Intelligence and Sacrifice is a 2001 album by German recording artist Alec Empire. While by no means his first solo album, it was his first full album since the demise of his former band Atari Teenage Riot, and he regarded it as a new beginning, stating that it "feels like this is my first real album". This recording consists of two CDs, each with a significantly different sound.

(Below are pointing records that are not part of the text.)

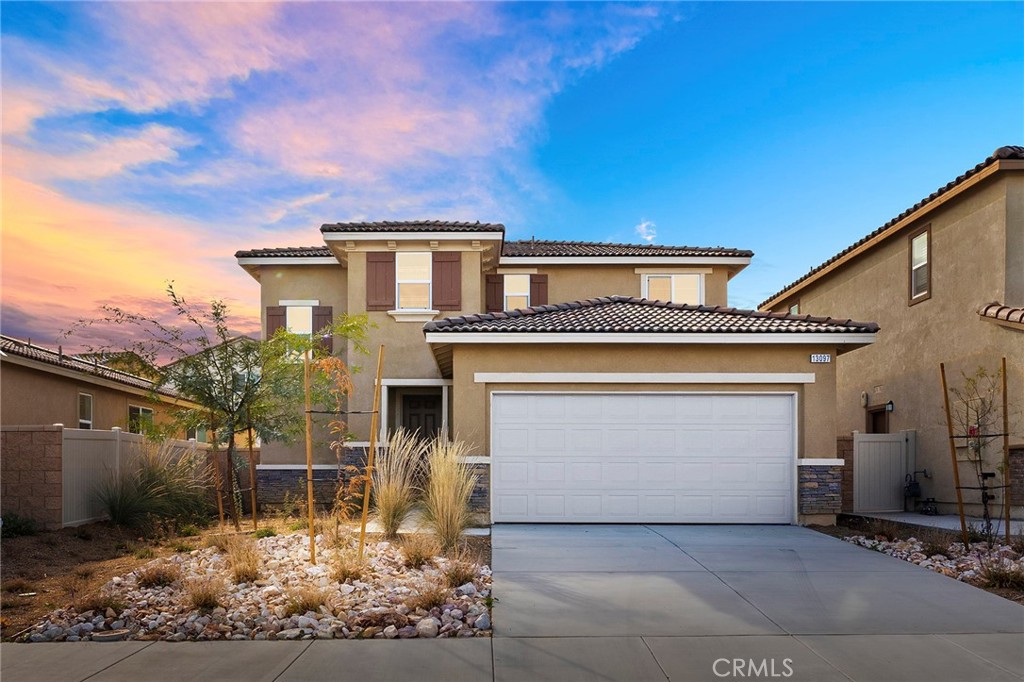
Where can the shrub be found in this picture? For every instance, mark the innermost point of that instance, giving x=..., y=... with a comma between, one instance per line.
x=430, y=595
x=445, y=497
x=394, y=480
x=305, y=598
x=14, y=525
x=346, y=565
x=243, y=558
x=204, y=593
x=419, y=549
x=158, y=574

CD 1 is somewhat consistent with the ATR formula while the second disc (printed on the album cover as CD²) is entirely electronic with negligible use of vocals.

Professional ratings
Review scores
| Source | Rating |
| NME | (8/10) |

==Track listing==
===CD 1 - Intelligence and Sacrifice===
1. "Path of Destruction" – 4:29
2. "The Ride" – 3:49
3. "Tear It Out" (Remix) – 1:56
4. "Everything Starts with a Fuck" – 4:28
5. "Killing Machine" – 5:11
6. "Addicted to You" – 3:51
7. "Intelligence and Sacrifice" – 3:39
8. "Death Favours the Enemy" – 3:50
9. "Buried Alive" – 3:06
10. "...And Never Be Found" – 4:21
11. "New World Order" – 13:53

- On some pressings of the album, "Everything Starts with a Fuck", "Killing Machine" and "New World Order" are each split into two parts on separate tracks.

===CD^{2}===
1. "2641998" – 29:57
2. "The Cat Women of the Moon" – 7:27
3. "Two Turntables and a Moog" – 3:54
4. "Parallel Universe" – 5:23
5. "Vault Things of the Night" – 5:22
6. "Silence and Burning Ice" – 5:34
7. "Alec's Ladder" – 4:55
8. "Electric Bodyrock" – 6:19
9. "2641998" – 4:01

==Samples==
- "Addicted to You" samples the motion picture The Matrix.
- "Death Favours the Enemy" samples "Twist the Knife" by Napalm Death.
- "Everything Starts With A Fuck" samples "Rise" by Pantera.
- "Killing Machine" samples "Problems" by The Sex Pistols
- "Buried Alive" samples "Silent Scream" by Slayer.
- "Intelligence and Sacrifice" samples "Ultra" by KMFDM.

==Notes==
- "Tear It Out" (Remix) is an alternate version of a track originally intended for Dave Grohl's Probot project. The project consisted of instrumental tracks recorded by Grohl, with vocals provided by several well-known heavy metal singers. When Probot was finally released, Empire's contribution was not used. Instead, the track was re-recorded with new lyrics and vocals by Mike Dean of Corrosion of Conformity and it became known as "Access Babylon".